A Câmara analisa proposta que regulamenta o exercício da profissão de osteopata. A medida está prevista no Projeto de Lei 4771/12, do deputado Walter Feldman (PSDB-SP). Pela proposta, esses profissionais deverão ter graduação específica, além de registro no órgão de classe.
O projeto tramita de forma conclusiva e será analisado pelas comissões de Trabalho, de Administração e Serviço Público; de Seguridade Social e Família; e de Constituição e Justiça e de Cidadania.

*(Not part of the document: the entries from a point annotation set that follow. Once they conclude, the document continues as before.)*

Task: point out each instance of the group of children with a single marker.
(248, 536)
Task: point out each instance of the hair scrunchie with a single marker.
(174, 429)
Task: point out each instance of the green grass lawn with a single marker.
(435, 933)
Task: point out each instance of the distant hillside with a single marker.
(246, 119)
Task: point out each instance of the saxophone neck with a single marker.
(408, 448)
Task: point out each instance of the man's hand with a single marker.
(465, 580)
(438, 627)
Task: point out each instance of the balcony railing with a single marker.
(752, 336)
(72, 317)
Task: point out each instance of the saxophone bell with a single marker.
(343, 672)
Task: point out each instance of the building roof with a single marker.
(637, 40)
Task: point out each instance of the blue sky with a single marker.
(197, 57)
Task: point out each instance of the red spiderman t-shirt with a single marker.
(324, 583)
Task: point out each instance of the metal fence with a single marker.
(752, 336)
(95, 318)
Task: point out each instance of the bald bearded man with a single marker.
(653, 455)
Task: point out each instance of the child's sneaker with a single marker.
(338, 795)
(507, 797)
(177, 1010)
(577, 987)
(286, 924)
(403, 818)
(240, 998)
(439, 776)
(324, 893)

A osteopatia é um sistema de cuidados primários com a saúde que se baseia em técnicas manuais, sem cirurgia nem prescrição de remédios. A terapêutica, que foi criada no século XIX, é uma das disciplinas da medicina alternativa, como a homeopatia e a acupuntura, e já foi reconhecida pela Organização Mundial da Saúde (OMS).
De acordo com a proposta, os cursos de graduação em osteopatia terão currículo definido pelo Ministério da Educação, com base em diretrizes da Organização Mundial de Saúde - OMS. Já a fiscalização e a defesa dos interesses da categoria ficarão a cargo do Conselho Federal dos Osteopatas, além de conselhos regionais. O Registro Brasileiro de Osteopatas, criado em 2000, ficará responsável por essas atribuições até a criação dos conselhos.
Com informações da Agência Câmara.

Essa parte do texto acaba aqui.